Language: Python Libraries: Pandas, NumPy, Scikit-learn, Matplotlib, Seaborn Environment: Google Colab & Jupyter Notebook Dataset: Pakistan Air Quality & Pollutant Concentrations (Kaggle)

Challenges we ran into

Significant seasonal and geographical variation in pollution patterns made fixed-threshold approaches useless. Lack of labeled source data forced us to rely on domain knowledge and chemical signatures. Time pressure of a one-day datathon while trying to build a complete working system. Ensuring alerts remained simple, accurate, and non-alarming yet responsible for public consumption.

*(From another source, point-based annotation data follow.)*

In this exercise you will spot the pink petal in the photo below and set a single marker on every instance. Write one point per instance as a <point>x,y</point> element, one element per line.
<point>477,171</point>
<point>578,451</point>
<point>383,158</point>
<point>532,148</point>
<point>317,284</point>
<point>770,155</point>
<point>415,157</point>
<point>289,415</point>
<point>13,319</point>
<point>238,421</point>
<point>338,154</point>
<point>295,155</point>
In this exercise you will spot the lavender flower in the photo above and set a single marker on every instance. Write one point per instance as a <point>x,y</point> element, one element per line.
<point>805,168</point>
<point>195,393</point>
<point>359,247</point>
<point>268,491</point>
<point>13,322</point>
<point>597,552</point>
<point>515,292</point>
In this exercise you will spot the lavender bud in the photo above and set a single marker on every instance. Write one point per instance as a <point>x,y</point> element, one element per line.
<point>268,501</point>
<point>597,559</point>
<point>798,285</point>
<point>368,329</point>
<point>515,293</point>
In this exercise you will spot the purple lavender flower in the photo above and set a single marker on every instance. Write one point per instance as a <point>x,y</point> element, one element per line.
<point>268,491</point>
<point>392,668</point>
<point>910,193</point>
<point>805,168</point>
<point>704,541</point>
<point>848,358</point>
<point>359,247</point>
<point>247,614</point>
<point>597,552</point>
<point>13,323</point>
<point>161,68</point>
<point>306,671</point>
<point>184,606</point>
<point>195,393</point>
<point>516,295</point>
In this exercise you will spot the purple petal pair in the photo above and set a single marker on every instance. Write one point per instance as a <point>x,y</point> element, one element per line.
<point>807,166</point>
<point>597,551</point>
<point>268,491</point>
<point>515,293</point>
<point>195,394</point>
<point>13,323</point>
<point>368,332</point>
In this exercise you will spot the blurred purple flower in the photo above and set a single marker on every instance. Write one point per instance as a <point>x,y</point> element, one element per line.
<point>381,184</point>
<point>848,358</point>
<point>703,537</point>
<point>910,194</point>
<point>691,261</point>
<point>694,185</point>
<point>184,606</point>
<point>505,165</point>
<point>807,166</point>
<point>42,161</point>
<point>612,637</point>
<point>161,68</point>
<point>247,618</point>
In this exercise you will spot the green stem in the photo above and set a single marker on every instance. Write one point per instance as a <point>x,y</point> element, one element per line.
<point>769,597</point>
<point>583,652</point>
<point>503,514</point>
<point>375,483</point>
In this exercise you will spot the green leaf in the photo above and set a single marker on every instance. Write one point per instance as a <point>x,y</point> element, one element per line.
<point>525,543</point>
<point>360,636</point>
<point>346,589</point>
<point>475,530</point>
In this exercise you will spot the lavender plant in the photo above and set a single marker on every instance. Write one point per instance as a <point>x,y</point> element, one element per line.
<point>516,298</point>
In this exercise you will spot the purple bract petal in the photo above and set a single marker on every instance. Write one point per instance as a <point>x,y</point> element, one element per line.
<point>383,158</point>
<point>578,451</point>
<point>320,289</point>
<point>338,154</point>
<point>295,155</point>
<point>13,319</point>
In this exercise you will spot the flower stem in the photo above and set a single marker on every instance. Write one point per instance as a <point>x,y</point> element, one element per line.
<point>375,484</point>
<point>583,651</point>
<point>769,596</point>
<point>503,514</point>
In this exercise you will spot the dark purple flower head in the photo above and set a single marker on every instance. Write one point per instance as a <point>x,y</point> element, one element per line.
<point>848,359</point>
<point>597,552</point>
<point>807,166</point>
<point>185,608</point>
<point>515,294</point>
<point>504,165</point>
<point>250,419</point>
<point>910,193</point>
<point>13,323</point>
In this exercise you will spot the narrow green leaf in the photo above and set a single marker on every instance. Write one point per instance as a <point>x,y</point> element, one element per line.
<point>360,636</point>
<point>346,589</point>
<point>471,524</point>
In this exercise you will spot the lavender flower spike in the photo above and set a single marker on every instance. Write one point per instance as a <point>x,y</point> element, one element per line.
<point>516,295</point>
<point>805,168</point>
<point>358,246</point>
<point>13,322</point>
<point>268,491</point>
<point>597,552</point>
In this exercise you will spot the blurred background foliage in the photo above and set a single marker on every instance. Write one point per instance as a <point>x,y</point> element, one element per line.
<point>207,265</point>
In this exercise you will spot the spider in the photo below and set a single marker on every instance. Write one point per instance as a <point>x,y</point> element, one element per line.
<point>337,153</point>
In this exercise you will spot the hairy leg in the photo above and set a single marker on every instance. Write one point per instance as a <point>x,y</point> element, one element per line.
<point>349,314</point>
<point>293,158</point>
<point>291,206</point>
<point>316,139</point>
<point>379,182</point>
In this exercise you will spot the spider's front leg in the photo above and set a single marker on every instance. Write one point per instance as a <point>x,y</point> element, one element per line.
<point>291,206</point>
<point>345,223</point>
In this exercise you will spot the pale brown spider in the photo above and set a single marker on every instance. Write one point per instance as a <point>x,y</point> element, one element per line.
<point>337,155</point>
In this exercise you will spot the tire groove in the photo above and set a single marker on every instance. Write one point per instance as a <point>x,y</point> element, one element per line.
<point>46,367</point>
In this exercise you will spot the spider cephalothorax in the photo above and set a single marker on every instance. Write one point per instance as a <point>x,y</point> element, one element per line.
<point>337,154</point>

Accomplishments that we're proud of

Successfully built a fully functional end-to-end pipeline (Raw Data → Detection → Classification → Alert) within one day. Created a context-aware anomaly detection system that respects city and seasonal differences. Produced clear, professional public health alerts that are ready for real-world use. Delivered strong visualizations showing pollution trends and detected anomalies.

What we learned

The importance of context-aware modeling in real-world environmental data. How to translate complex technical outputs into simple, actionable public communication. Systems thinking — how different components (detection, classification, NLP) must work together seamlessly. Practical time-series analysis and the power of rule-based systems when interpretability matters.

What's next for SMOGNET

Deploy the system as a real-time dashboard using live data feeds. Improve source classification using machine learning models trained on expanded labeled data. Partner with environmental agencies and local governments for actual public deployment. Extend the system to include forecasting and early warning capabilities. Refine top solutions into research papers or capstone projects at UET Mardan.